RFC: podman: Add support for blackhole routes

[p12tic]

Add support for blackhole, unreachable, and prohibit route types in podman networks. These route types allow silently discarding packets (blackhole), rejecting with destination unreachable (unreachable), or rejecting with administratively prohibited (prohibit).

Blackhole routes require netavark >= 2.0.0. Regular unicast routes remain backward compatible with all netavark versions.

Likely fixes #20222

Exposes this netavark feature: containers/netavark#1417

Currently market as draft to get early feedback before I move libnetwork changes to common repository.

Checklist

Ensure you have completed the following checklist for your pull request to be reviewed:

• Certify you wrote the patch or otherwise have the right to pass it on as an open-source patch by signing all
  commits. (git commit -s). (If needed, use git commit -s --amend). The author email must match
  the sign-off email address.
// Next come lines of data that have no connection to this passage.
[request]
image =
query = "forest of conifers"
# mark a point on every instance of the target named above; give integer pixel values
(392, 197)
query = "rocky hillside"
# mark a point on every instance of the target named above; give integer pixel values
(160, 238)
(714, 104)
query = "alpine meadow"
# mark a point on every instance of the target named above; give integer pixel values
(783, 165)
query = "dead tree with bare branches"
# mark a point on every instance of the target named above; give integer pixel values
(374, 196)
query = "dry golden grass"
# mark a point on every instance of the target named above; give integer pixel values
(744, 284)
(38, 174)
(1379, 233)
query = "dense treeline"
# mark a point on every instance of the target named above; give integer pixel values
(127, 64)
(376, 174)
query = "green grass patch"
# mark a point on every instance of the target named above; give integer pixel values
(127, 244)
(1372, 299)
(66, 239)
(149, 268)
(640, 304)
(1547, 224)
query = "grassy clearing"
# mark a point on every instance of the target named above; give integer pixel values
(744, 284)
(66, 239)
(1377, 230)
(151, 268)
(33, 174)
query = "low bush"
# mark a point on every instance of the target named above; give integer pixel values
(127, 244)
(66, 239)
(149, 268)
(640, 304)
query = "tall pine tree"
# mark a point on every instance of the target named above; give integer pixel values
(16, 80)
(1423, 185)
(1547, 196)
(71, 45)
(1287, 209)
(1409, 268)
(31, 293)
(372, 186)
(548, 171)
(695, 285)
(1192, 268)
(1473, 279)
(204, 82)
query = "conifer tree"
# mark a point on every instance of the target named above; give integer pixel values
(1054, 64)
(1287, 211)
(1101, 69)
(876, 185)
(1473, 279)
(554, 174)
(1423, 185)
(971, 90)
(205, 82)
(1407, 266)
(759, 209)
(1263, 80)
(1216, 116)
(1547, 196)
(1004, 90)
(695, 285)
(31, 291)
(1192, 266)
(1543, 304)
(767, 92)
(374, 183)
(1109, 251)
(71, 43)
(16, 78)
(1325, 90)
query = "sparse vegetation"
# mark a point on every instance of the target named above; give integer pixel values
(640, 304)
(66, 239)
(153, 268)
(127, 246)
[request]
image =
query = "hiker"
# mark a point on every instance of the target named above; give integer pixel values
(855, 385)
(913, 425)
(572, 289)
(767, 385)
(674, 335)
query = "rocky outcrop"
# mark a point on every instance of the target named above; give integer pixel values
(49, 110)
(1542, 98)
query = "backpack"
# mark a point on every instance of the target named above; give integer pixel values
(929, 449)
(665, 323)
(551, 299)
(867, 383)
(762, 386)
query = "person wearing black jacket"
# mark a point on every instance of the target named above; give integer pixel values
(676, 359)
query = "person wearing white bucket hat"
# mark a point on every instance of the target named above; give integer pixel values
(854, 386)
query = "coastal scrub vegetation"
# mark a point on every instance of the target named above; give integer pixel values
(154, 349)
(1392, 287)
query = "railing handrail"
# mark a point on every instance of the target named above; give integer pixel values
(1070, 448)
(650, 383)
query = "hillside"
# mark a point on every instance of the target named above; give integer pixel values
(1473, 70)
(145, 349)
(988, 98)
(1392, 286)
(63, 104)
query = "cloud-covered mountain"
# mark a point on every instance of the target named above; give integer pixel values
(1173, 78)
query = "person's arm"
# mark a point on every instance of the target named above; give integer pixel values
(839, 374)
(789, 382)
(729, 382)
See CONTRIBUTING.md
  for more information.
• Referenced issues using Fixes: #00000 in commit message (if applicable)
• Tests have been added/updated (or no tests are needed)
• Documentation has been updated (or no documentation changes are needed)
• All commits pass make validatepr (format/lint checks)
• Release note entered in the section below (or None if no user-facing changes)

Does this PR introduce a user-facing change?

Add support for blackhole, unreachable, and prohibit route types in podman networks. Supported since netavark 2.0.